A juíza Caroline Schneider Guanaes Simões, da 2ª Vara Criminal de Cuiabá, manteve internado Lumar Costa da Silva, autor do assassinato da própria tia, Maria Zélia da Silva Cosmos, de 55 anos, morta a facadas e que teve o coração arrancado em Sorriso (a 419 km de Cuiabá), em julho de 2019.
(foto reprodução) - O crime ocorreu em 2 de julho de 2019. Conforme as investigações da época, Lumar estava hospedado na casa da tia quando a matou a facadas, abriu o tórax e retirou o coração da vítima. Depois, levou o órgão até a casa de uma das filhas de Maria Zélia. Na sequência, roubou um carro e invadiu uma subestação de energia, onde acabou preso.
Lumar chegou a confessar o assassinato durante interrogatório. Posteriormente, a Justiça o considerou inimputável, ou seja, sem capacidade, em razão de sua condição mental, de compreender plenamente o caráter ilícito de seus atos. Ele foi absolvido sumariamente e submetido a uma medida de segurança de internação psiquiátrica por tempo indeterminado pelos crimes de feminicídio, furto, roubo e dano qualificado.
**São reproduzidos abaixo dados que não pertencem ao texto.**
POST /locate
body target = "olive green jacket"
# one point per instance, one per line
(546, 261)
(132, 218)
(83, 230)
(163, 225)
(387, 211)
Em junho de 2025, após laudo e parecer favoráveis à desinternação, ele conseguiu deixar a unidade para fazer tratamento em um Centro de Atenção Psicossocial (Caps) de Campinas (SP), sob acompanhamento do pai.
A experiência em liberdade, porém, durou poucos meses. Lumar voltou a apresentar condutas agressivas e ameaçadoras contra familiares, incluindo a ex-companheira e a filha. Os episódios resultaram em medidas protetivas concedidas pela Justiça de São Paulo e em investigação policial.
A desinternação foi então revogada e Lumar acabou recapturado em Campinas, em novembro de 2025. Desde então, permanece internado no Centro Integrado de Assistência Psicossocial (CIAPS) Adauto Botelho, em Cuiabá.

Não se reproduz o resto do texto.